Request for support

Habitamu Asifawu

Join Date: Sep 2019

Posts: 14
#1

Request for support

10 Aug 2022, 02:57

Dear Sir/Madam,

Trust you are doing well. I am working on household as well as individual level analysis based on household survey (household consumption expenditure survey) data of Ethiopia. While working on, I faced problem in using survey weight. The case is due to unable to clearly understand the multi-stage survey structure.

Note,

The survey design: the survey covered all rural and urban areas of the country. A stratified random sampling technique was employed to draw representative sample.

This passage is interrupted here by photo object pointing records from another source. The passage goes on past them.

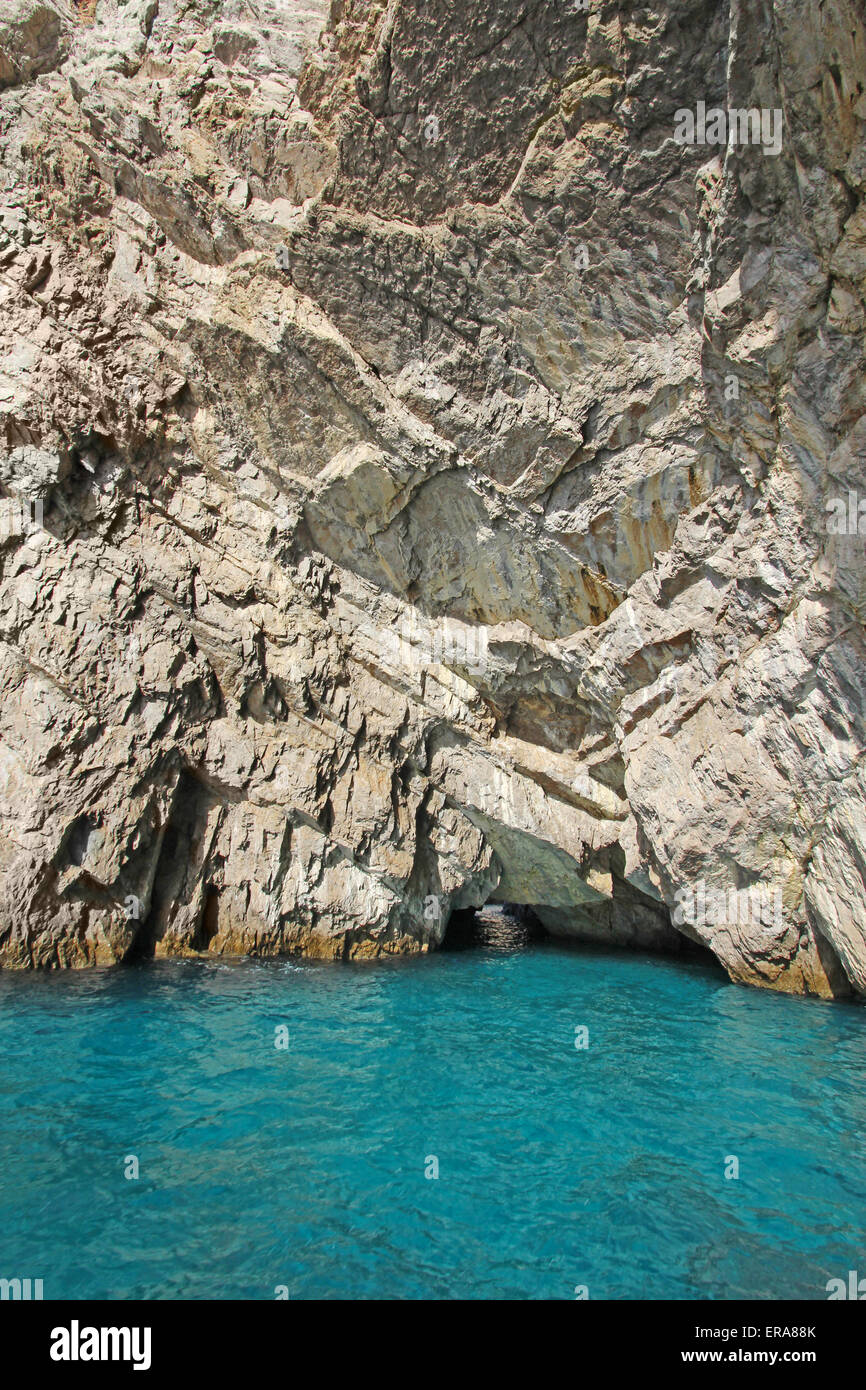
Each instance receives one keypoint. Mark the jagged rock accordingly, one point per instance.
(434, 464)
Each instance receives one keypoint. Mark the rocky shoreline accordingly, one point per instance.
(421, 480)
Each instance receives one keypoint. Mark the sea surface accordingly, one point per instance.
(287, 1121)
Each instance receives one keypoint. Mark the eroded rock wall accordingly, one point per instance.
(431, 469)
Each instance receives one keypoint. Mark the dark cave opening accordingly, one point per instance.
(499, 926)
(510, 927)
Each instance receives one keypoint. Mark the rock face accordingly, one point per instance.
(428, 481)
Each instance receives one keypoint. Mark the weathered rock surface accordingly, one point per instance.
(434, 463)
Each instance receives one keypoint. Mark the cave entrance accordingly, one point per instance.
(496, 926)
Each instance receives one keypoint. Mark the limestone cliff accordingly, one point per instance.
(427, 480)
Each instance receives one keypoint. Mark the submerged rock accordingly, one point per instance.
(431, 477)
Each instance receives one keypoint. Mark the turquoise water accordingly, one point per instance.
(306, 1168)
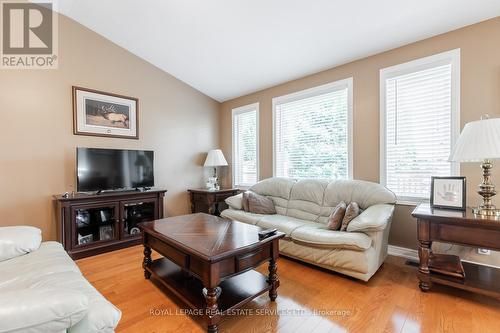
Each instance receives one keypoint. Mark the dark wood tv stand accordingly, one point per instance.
(89, 224)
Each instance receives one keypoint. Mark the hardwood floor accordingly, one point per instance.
(389, 302)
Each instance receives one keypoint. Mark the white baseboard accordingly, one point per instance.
(403, 252)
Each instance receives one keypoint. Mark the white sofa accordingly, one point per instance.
(42, 289)
(303, 208)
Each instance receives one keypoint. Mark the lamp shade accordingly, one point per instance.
(479, 141)
(215, 157)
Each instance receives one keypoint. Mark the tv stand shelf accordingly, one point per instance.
(91, 223)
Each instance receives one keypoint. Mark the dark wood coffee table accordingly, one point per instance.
(208, 262)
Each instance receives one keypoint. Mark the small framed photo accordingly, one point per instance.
(97, 113)
(448, 192)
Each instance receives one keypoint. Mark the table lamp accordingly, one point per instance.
(214, 159)
(480, 142)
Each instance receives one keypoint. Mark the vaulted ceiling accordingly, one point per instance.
(229, 48)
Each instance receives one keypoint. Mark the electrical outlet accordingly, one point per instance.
(484, 252)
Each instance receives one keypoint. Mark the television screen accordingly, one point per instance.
(112, 169)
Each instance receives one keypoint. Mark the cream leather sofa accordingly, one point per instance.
(42, 289)
(303, 208)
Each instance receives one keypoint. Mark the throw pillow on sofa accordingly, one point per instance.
(351, 212)
(235, 202)
(19, 240)
(335, 219)
(258, 204)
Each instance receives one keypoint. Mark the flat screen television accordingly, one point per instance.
(113, 169)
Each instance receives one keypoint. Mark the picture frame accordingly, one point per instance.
(98, 113)
(448, 193)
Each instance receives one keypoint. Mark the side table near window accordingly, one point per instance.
(456, 227)
(208, 201)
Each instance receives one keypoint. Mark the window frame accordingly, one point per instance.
(448, 57)
(235, 112)
(314, 91)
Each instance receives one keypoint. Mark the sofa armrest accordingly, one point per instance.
(41, 310)
(374, 218)
(16, 241)
(235, 202)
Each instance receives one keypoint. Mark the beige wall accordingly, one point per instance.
(37, 145)
(480, 93)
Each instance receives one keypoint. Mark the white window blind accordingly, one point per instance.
(245, 145)
(420, 116)
(312, 132)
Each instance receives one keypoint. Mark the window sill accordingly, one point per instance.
(410, 202)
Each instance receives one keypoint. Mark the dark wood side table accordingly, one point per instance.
(456, 227)
(207, 201)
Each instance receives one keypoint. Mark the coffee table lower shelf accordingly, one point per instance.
(236, 291)
(478, 278)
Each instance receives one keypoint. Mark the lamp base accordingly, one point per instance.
(486, 212)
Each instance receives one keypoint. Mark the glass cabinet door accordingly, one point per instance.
(94, 224)
(135, 212)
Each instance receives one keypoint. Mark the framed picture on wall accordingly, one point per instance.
(98, 113)
(448, 192)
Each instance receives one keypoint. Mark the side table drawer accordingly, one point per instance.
(471, 236)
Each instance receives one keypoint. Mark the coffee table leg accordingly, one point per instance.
(147, 261)
(273, 279)
(211, 296)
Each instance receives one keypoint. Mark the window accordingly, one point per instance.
(246, 145)
(313, 132)
(419, 123)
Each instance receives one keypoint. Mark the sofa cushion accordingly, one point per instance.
(283, 223)
(37, 310)
(277, 189)
(259, 204)
(51, 267)
(50, 258)
(337, 216)
(364, 193)
(321, 236)
(351, 212)
(235, 202)
(18, 240)
(242, 216)
(306, 199)
(374, 218)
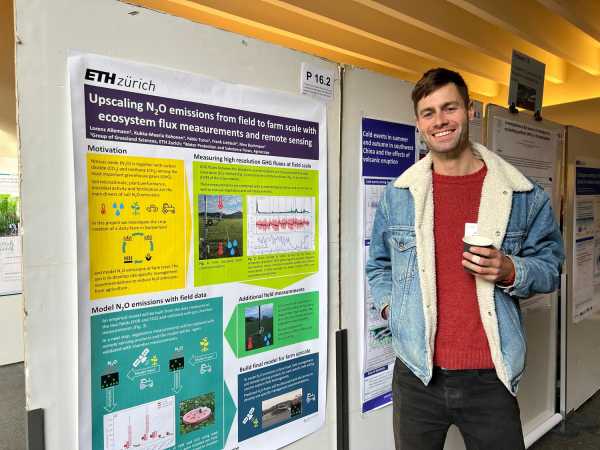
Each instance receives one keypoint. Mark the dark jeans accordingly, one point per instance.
(476, 401)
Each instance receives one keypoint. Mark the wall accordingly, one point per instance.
(11, 307)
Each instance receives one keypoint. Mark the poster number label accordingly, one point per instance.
(319, 78)
(317, 82)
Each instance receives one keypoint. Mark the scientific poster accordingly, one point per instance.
(534, 150)
(388, 149)
(586, 245)
(202, 270)
(10, 239)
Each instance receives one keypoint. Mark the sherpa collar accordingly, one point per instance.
(505, 173)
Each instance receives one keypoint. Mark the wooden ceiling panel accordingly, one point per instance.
(405, 38)
(463, 28)
(584, 14)
(388, 31)
(540, 26)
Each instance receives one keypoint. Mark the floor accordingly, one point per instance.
(12, 407)
(580, 432)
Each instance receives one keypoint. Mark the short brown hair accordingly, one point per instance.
(434, 79)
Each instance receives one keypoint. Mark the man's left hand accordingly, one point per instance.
(489, 263)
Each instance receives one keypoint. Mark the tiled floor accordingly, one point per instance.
(12, 407)
(580, 432)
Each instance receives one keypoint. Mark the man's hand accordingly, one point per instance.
(489, 263)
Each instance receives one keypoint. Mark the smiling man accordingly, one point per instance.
(454, 315)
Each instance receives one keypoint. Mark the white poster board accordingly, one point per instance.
(387, 150)
(201, 260)
(586, 240)
(582, 346)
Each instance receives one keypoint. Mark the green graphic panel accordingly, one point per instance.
(157, 377)
(254, 224)
(264, 325)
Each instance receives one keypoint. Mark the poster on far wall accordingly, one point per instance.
(10, 239)
(586, 241)
(201, 251)
(388, 149)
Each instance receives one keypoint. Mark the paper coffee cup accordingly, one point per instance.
(476, 241)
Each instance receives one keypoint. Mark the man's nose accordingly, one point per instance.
(439, 119)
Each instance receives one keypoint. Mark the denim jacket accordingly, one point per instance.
(513, 211)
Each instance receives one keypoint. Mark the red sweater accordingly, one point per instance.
(460, 342)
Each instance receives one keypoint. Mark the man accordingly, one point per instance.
(454, 315)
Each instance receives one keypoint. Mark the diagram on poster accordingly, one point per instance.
(280, 224)
(202, 282)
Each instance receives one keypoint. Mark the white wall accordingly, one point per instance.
(48, 30)
(11, 329)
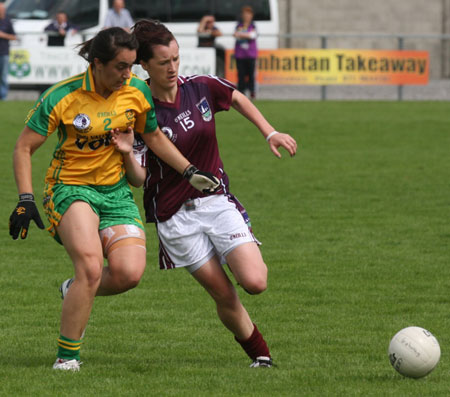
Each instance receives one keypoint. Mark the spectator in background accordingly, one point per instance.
(246, 51)
(6, 35)
(207, 31)
(58, 30)
(118, 16)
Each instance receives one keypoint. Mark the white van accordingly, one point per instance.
(30, 17)
(33, 63)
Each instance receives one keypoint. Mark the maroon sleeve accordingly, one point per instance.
(221, 91)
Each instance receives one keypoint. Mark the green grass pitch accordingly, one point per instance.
(355, 231)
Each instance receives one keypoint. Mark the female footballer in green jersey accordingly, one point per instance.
(87, 198)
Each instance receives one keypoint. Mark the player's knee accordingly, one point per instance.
(90, 275)
(256, 285)
(128, 278)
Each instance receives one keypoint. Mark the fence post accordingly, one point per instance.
(323, 89)
(401, 43)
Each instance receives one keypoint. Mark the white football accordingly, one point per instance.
(414, 352)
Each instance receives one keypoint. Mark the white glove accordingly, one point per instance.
(203, 181)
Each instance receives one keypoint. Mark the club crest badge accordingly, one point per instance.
(129, 114)
(82, 123)
(205, 110)
(169, 133)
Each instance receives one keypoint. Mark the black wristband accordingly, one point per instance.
(189, 171)
(26, 197)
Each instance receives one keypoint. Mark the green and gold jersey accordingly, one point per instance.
(83, 119)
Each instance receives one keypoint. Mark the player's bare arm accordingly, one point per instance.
(27, 143)
(275, 139)
(123, 142)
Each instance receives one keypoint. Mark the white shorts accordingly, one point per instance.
(200, 229)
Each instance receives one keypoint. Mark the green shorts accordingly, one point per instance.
(113, 204)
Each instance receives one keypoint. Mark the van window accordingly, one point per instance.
(83, 13)
(179, 11)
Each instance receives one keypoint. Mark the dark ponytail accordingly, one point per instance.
(106, 44)
(150, 33)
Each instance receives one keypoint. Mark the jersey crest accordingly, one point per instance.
(204, 108)
(82, 123)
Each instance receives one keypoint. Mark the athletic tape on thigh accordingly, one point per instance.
(120, 235)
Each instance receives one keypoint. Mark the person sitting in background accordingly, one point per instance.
(207, 31)
(118, 16)
(59, 28)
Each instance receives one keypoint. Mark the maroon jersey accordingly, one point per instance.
(190, 124)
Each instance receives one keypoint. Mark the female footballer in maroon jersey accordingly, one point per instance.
(199, 231)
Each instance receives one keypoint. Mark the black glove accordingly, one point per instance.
(24, 212)
(203, 181)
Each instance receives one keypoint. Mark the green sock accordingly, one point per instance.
(68, 349)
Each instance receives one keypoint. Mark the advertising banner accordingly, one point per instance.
(336, 66)
(48, 65)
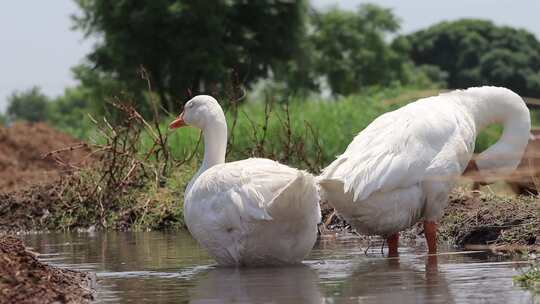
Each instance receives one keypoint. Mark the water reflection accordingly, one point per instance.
(261, 285)
(155, 267)
(396, 280)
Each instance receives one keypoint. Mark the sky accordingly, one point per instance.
(38, 47)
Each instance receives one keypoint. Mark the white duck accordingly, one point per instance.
(251, 212)
(401, 168)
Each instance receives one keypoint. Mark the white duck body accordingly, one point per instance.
(402, 167)
(252, 212)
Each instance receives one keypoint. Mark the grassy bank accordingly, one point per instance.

The country was first stratified into nine regional states and two city administrations. Then each regional state was further stratified into three broad categories namely, rural, major urban centers and other urban area categories. However, Harari regional state and Dire-Dawa City Administration were stratified into rural and urban categories, while Addis-Ababa has only urban category, but stratified by Sub-City. Therefore, each category of a specific region, in most cases, was considered to be a survey domain or reporting level for which the major findings of the survey are reported.

In the first two categories, namely the rural and major urban, a two-stage stratified sampling technique was implemented whereby the Enumeration Areas (EAs) were considered as a Primary Sampling Unit (PSU) and the households were considered as the Secondary Sampling Unit (SSU). The EAs were selected using the Probability Proportional to Size (PPS); size being the number of households obtained from the 2007 Population and Housing Census, while the sample households were systematically selected from a fresh list of households within the EA made during the survey period.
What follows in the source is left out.